Mermerlerin uzun kenarlarının dik, kısa kenarlarının ise Kâbe`ye yan gelecek şekilde döşendiğini,  safları ve kıble istikametini belirtmek için Kâbe`ye çevresine her iki mermer parça arasına 5cm eninde farklı ton ve formda mermerler kullanıldığını gözlemledim.    Mermerlerin ölçüsünü almak için Kâbe`de çalışmakta olan herhangi bir ustaya metresi olup olmadığını sordum. Tevafuktur ki ustada metre varmış. Metreyi bana uzattı. Ben de ustadan aldığım metre ile tavaf alanındaki mermerleri ölçmeye başladım.
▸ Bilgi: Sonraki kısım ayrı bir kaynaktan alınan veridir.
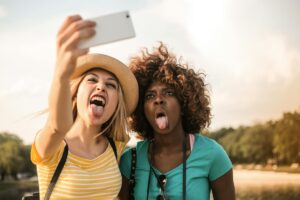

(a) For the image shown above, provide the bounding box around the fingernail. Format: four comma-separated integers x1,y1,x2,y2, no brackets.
72,15,82,20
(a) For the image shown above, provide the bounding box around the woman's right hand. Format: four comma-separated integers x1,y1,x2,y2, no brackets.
54,15,96,80
34,15,96,160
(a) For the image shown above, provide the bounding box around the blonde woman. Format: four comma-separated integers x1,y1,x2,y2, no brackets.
31,15,138,199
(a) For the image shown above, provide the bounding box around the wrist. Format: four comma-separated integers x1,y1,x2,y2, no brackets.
54,63,74,81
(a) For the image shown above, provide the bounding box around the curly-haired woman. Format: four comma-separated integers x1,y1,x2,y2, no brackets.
120,43,235,200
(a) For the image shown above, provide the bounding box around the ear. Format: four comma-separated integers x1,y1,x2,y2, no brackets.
73,96,77,102
72,98,77,109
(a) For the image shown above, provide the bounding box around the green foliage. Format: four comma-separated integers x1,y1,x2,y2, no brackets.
216,124,274,164
20,145,36,175
238,123,273,163
218,126,247,163
0,132,22,144
0,140,23,173
0,132,36,180
209,111,300,165
208,127,235,140
273,111,300,164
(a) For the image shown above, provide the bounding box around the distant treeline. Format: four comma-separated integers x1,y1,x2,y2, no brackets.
0,133,35,181
0,110,299,179
208,111,300,165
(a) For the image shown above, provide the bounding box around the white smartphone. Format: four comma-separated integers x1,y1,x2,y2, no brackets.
78,11,136,48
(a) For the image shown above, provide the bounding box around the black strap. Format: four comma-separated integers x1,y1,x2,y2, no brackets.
44,144,68,200
182,135,187,200
43,137,117,200
146,164,151,200
107,137,118,159
146,136,187,200
129,148,137,199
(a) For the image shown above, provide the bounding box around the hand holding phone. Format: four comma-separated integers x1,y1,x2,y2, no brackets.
78,11,136,48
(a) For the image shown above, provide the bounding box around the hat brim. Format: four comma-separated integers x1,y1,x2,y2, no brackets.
71,53,138,115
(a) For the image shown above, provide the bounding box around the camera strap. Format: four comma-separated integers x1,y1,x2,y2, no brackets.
146,135,187,200
44,144,68,200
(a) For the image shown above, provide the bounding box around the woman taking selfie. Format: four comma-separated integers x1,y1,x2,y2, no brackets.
120,43,235,200
31,15,138,199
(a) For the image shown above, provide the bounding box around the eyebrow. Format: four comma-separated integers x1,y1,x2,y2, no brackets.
146,87,173,93
87,72,118,82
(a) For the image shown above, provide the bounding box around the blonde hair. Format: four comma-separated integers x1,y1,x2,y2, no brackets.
70,71,129,143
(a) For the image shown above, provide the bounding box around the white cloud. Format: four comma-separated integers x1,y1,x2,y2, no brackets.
0,5,7,18
0,15,58,143
0,84,49,144
183,0,300,129
1,0,300,142
0,78,48,97
129,0,300,130
262,35,299,80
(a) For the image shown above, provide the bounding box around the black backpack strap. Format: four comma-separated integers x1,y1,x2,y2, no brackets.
129,147,136,199
107,137,118,159
44,144,68,200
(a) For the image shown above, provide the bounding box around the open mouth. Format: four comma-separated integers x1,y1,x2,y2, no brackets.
156,112,166,118
89,94,106,118
90,95,106,107
155,111,168,129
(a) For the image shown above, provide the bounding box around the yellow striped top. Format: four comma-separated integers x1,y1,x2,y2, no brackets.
31,141,126,200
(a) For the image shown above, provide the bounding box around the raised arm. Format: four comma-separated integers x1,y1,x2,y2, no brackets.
35,15,96,159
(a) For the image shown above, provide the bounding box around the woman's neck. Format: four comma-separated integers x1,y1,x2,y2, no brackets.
65,119,108,159
66,118,104,146
149,129,190,173
152,129,186,154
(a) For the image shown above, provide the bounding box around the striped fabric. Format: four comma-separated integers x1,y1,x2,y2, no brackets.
31,141,126,200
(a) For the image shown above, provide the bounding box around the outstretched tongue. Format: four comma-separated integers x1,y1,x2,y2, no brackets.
155,116,168,129
91,104,104,118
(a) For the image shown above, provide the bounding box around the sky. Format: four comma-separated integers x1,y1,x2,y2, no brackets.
0,0,299,144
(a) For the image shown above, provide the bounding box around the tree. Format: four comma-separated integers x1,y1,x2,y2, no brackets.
273,111,300,164
208,127,235,141
238,123,274,164
213,126,247,163
20,144,36,176
0,132,25,180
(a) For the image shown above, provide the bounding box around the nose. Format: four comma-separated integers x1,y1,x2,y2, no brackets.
154,94,165,105
96,83,105,92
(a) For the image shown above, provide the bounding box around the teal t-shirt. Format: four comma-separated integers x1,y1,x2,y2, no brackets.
120,134,232,200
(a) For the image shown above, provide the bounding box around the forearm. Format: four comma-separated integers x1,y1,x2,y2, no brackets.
33,15,95,160
35,74,73,159
48,74,73,134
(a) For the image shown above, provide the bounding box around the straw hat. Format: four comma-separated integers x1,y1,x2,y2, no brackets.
71,53,138,115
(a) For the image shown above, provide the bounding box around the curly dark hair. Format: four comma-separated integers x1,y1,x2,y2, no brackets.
129,42,211,139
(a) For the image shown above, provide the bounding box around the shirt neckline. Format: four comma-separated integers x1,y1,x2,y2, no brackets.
145,134,198,175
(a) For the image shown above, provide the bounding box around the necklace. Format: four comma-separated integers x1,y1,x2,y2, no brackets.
146,135,187,200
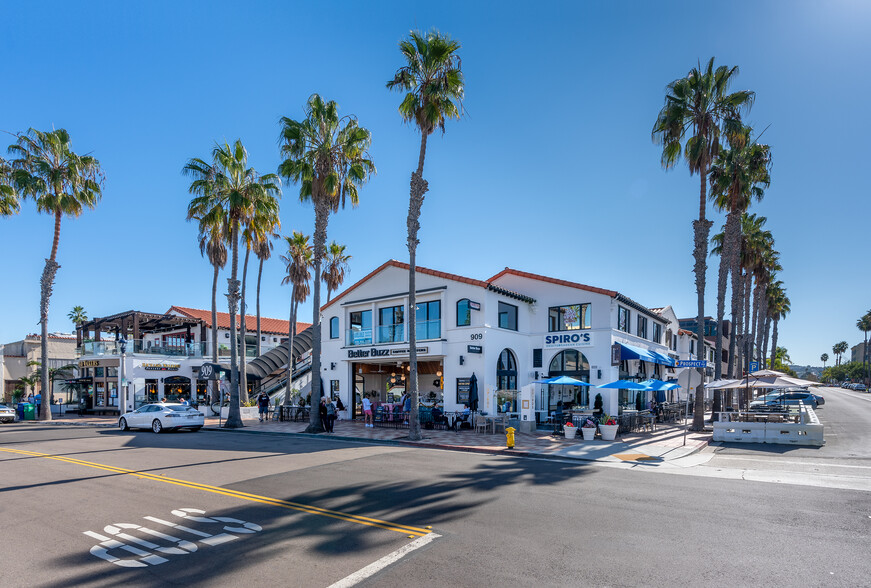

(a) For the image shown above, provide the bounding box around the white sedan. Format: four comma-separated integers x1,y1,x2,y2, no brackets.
119,403,204,433
0,403,16,423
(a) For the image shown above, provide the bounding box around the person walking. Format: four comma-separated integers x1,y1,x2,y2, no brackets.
257,390,270,422
362,394,373,427
318,397,329,432
34,392,42,420
325,397,337,433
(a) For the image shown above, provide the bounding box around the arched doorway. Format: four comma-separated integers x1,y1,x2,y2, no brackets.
496,349,518,413
548,349,591,409
163,376,191,402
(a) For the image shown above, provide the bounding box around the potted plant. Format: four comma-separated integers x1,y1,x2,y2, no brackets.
581,417,597,440
598,413,619,441
563,420,578,439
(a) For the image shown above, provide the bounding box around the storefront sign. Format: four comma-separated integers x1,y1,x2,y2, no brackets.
456,377,471,404
467,345,483,354
611,343,621,366
468,301,481,311
347,347,428,359
80,360,100,367
544,332,593,349
197,363,222,380
142,362,180,371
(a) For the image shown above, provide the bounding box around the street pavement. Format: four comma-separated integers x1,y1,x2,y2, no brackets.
2,387,870,588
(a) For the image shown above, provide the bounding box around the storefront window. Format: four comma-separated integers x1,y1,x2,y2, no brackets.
415,300,441,340
108,382,118,407
95,367,105,378
498,302,518,331
457,299,471,326
378,305,404,343
496,348,517,391
107,366,118,377
348,310,372,345
618,306,630,332
548,304,591,331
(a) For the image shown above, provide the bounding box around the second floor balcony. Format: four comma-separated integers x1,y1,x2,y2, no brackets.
346,320,441,346
79,339,278,359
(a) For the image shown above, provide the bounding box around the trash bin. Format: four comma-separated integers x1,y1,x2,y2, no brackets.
23,403,36,421
16,403,26,421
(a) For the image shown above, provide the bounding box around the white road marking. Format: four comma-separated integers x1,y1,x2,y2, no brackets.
327,533,442,588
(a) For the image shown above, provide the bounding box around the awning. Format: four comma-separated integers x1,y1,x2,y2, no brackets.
617,343,676,367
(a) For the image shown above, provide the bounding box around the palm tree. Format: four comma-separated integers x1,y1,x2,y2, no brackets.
767,282,790,369
708,124,771,380
239,196,281,403
322,241,351,303
184,140,281,428
753,248,780,366
280,231,312,405
820,353,828,370
254,236,276,357
8,128,103,421
858,312,871,387
387,30,464,441
652,58,754,430
67,306,88,326
0,155,20,216
196,215,228,403
833,341,848,367
279,95,375,433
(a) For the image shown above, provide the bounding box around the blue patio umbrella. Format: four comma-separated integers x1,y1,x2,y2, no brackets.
533,376,591,386
597,379,649,389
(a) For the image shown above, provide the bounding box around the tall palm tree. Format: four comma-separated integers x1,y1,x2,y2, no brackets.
833,341,848,367
322,241,351,303
255,236,277,357
820,354,828,370
0,155,20,216
184,140,281,428
67,306,88,326
387,30,464,440
767,282,789,368
760,276,782,367
279,95,375,433
858,312,871,387
753,247,780,364
239,197,281,403
8,128,104,421
653,58,754,431
708,124,771,380
280,231,312,405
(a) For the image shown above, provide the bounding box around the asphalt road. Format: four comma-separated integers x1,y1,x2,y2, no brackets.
2,411,870,588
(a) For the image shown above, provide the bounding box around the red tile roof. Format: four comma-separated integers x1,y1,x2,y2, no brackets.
321,260,489,311
487,268,618,297
168,306,310,336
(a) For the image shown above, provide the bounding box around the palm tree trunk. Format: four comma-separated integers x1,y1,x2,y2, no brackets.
240,248,250,404
38,208,64,421
306,198,328,434
225,221,243,428
407,133,430,441
256,257,263,357
762,314,771,368
770,319,779,369
210,262,220,404
284,295,296,406
754,283,766,366
691,167,712,431
727,260,742,378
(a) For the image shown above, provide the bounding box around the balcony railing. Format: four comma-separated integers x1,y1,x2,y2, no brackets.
369,321,440,345
377,325,405,344
79,340,279,359
346,328,373,347
416,319,441,341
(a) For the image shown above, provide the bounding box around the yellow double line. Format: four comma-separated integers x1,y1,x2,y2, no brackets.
0,447,430,537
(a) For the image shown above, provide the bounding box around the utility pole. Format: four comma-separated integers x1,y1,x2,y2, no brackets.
119,338,127,415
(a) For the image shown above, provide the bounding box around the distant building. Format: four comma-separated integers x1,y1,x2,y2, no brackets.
851,342,868,365
1,333,78,404
678,316,731,376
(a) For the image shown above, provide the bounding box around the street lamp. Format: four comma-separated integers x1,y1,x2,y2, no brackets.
119,338,128,416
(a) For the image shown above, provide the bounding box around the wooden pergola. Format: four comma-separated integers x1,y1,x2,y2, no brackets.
76,310,206,348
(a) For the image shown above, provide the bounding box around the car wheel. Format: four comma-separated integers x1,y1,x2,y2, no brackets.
152,419,163,434
119,417,129,431
190,426,202,432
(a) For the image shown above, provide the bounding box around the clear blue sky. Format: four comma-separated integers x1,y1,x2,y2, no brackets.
2,0,869,367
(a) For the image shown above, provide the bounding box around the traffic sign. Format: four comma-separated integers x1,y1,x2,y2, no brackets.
677,369,702,389
749,361,759,373
676,360,708,368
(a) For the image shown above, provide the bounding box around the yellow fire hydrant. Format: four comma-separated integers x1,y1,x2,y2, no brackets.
505,426,516,449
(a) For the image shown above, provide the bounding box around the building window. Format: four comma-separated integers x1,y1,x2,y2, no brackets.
498,302,518,331
637,316,648,339
496,348,517,391
532,348,543,368
378,305,404,343
652,323,662,344
348,310,373,345
548,304,591,332
690,340,695,355
457,299,471,327
106,367,118,378
415,300,441,340
618,306,630,333
329,317,339,339
95,367,105,378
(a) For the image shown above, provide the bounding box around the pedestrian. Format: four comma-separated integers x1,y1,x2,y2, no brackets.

Birinci mermeri ölçtüğümde mermerin kısa kenarı: 55cm, uzun kenarı: 115cm, İkinci mermeri ölçtüğümde mermerin kısa kenarı: 57cm, uzun kenarı: 115cm. geldi?  1, 2, 3 derken her mermer parçasının diğeriyle aynı olmadığını, mermerlerin kısa kenarlarının bir kaç santim birbirlerinden farklı olduğunu görünce hem şaşırdım,  hem de eğer bu fark diğer mermer parçalarında da var ise Darende`ye nasıl bir ölçü hazırlar gönderebilirim diye düşünmeye başladım. Bu arada bir taraftan da metresini emanet veren ustanın beni meraklı gözlerle izleyerek, bana gülümsediğini fark ettim. 

Neden gülümsediğini sordum. O usta; `Tavaf alanında bulunan tüm mermerin uzun kenarının 115cm olduğunu kısa kenarlarının ise tamamında değişken olduğunu` söyledi. Bu sefer de ben gülümseyerek. `Sen nereden biliyorsun hepsini tek tek ölçtün mü` diye sordum. O usta da gülümsemesine devam ederek. `Elbette ölçtüm. İşte bunlarda ölçüleri` dedi. Cebinden dörde katlanmış bir A4 fotokopi kâğıdı çıkardı ve mermer ölçülerini gösterdi. Bu durum karşısında Usta`dan özür dileyerek, haklısın ölçmüşsün. Allah razı olsun senden dedim.

Ustaya adını sordum, Pakistanlı Nasır Abdullah olduğunu söyledi. Hamidettin Ateş Efendi Hazretleri`nin büyüklüğüne bakın ki bize iş buyuruyor. İş de Allah`ın lütfu hikmeti biz gitmeden hazırlanıyor. Yaşadığım bu olay karşısındaki halet-i ruhiyemi ifade ve izah etmekte maalesef kelimeler kifayetsiz kalıyor. Allah Teâla`nın fazlı ve lütfu o kadar açık ki? Bizlere Efendi Hazretlerini tanıma fırsatını veren Allah (c.c.)`ya ne kadar hamd ve şükür etsek azdır. O mübarek zatı tanımak ne büyük bir şereftir.

Bu kâğıdı mail yoluyla tarayıp vakfa gönderdim. Cami meydanındaki mermerler bu ölçüler esas alınarak hazırlanıp döşenmiş. Sanıyorum benim göndermiş olduğum ölçüler, Darende Somuncu Baba Külliyesine orantılı olarak biraz küçültülerek, ortalama ölçülerde 30x60 ebadında mermer uygulaması yapılmış. Gelelim bu seneye? Efendi Hazretleri`nin gelişine en çok biz sevindik, hem evimizde bir akşam misafir ettik, hem de tavafta, Arafat`ta,  Müzdelife`de, Mina`da yanında bulunarak hac farizamızı ifa ettik. Çok mutlu olduk. Allah bütün gönül dostlarına, mü`min kardeşlerimize, sevdikleriyle hac ve umreler nasip eylesin?